National Experiences in Environmental Sustainability
Edited by Larry Kreiser, David Duff, Janet E. Milne and Hope Ashiabor
Chapter 4: Signaling effects of carbon tax in Sweden: an empirical analysis using a state space model
When estimating the effects of environmental taxation, one of the simplest and most general ways is to estimate the price elasticity of energy demand. If introduction of a carbon tax causes a unit increase in the energy price, energy demand will decrease in proportion to the negative value of the price elasticity. In general, the effects of the increase in energy price are estimated regardless of what causes the price increase. There is a hypothesis, however, that changes in consumer prices as a result of an introduction of, or an increase in, an environmental/energy tax rate may send a different signal to consumers, compared with other changes in consumer prices such as those due to the producer price.
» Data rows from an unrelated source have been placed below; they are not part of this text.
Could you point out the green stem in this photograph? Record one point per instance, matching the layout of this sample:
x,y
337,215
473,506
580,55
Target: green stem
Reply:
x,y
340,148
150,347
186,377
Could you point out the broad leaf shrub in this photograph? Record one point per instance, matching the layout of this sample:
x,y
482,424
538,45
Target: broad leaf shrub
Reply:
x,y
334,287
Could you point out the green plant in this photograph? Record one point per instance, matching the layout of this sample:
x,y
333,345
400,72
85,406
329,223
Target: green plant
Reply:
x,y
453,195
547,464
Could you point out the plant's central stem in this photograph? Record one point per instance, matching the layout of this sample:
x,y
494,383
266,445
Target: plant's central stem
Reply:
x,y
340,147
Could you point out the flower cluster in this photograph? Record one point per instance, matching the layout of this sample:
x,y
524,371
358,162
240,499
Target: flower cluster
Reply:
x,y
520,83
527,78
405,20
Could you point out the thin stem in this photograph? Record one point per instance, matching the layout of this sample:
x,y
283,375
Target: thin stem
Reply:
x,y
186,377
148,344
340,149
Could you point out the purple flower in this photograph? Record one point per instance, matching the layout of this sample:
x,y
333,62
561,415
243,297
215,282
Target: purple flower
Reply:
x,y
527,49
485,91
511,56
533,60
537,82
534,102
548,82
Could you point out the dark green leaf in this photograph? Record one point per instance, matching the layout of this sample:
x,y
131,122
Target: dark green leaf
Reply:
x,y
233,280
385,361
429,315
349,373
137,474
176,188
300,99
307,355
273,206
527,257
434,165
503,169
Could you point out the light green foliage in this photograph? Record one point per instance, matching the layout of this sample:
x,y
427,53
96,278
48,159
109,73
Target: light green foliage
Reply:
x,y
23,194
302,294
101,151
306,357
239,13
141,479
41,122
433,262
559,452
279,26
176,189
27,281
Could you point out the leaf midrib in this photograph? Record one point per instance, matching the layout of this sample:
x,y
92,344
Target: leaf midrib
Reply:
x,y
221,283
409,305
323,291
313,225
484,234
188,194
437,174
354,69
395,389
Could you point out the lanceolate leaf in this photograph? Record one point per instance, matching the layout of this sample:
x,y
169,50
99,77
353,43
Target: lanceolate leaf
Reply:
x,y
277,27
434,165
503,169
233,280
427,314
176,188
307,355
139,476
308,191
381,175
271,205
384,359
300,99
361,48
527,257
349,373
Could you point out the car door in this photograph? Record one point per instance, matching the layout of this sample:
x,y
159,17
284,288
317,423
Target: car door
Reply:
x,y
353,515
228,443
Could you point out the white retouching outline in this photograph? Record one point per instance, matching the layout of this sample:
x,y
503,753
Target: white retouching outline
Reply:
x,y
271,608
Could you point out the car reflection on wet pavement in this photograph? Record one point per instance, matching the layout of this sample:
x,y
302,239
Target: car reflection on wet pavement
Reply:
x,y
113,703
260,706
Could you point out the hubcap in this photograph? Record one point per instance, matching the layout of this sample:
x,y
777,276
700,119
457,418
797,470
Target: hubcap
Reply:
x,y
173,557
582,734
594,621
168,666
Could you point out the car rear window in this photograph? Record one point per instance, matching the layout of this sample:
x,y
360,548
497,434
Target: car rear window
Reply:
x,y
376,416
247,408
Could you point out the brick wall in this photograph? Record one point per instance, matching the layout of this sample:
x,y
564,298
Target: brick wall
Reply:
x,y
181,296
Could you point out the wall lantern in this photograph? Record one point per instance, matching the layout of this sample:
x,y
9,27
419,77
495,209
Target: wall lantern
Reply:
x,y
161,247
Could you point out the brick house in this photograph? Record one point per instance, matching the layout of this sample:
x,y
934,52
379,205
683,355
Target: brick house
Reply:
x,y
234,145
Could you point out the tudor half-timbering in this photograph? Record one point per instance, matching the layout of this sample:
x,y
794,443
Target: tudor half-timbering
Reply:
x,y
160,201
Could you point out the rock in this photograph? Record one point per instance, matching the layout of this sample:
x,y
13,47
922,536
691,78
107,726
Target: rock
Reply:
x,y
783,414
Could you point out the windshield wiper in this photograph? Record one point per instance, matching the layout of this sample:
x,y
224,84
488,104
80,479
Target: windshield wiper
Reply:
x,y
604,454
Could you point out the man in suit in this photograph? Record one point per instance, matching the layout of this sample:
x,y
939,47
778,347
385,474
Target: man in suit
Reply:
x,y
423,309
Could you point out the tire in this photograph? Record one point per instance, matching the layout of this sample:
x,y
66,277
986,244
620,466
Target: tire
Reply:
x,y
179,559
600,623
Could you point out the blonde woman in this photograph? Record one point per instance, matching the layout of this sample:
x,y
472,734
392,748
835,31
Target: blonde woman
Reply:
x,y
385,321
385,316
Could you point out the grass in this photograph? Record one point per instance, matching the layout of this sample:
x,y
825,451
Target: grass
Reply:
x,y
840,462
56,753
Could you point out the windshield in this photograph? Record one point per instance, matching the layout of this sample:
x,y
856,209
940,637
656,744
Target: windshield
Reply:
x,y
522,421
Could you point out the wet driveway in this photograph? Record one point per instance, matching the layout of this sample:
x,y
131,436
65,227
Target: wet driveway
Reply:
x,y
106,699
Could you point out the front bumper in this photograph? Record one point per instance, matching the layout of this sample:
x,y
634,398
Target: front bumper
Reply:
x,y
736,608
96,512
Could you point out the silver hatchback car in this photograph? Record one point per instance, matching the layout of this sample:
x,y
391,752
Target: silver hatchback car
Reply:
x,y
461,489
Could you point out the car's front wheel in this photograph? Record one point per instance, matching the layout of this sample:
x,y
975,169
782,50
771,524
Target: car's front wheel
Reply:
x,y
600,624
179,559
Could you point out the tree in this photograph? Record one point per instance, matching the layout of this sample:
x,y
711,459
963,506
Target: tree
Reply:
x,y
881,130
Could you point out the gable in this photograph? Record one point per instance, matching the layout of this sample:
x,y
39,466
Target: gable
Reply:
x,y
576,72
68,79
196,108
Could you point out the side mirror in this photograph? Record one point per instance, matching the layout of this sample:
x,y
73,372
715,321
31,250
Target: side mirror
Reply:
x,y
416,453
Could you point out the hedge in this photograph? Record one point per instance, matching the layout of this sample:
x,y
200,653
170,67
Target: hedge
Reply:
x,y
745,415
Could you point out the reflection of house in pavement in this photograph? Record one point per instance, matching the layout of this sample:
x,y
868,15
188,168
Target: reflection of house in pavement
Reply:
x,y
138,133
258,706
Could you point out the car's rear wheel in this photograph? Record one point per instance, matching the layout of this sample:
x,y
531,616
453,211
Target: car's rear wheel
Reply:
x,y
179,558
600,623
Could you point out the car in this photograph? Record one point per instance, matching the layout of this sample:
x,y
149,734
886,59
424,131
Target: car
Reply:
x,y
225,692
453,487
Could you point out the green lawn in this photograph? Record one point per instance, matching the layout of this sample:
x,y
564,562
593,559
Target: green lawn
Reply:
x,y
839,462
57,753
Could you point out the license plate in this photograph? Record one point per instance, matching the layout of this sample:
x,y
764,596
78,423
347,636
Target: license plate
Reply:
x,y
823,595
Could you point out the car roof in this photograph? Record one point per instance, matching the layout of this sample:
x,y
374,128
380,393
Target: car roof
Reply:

That is, regarding carbon/energy taxes, the hypothesis insists that a unit change in the tax rate may have a stronger incentive effect on energy demand than the same change in the producer price, and Ghalwash (2007) calls this a ‘signaling effect’. Based on time series data on non-durable consumer demand in Sweden, Ghalwash (2007) investigated whether the signaling effect existed by estimating tax elasticity and price elasticity separately, and his results show that Swedish consumers are more sensitive to a tax change than a producer price change for some energy goods; however, for transport, the results show no significant difference between energy taxes and producer prices.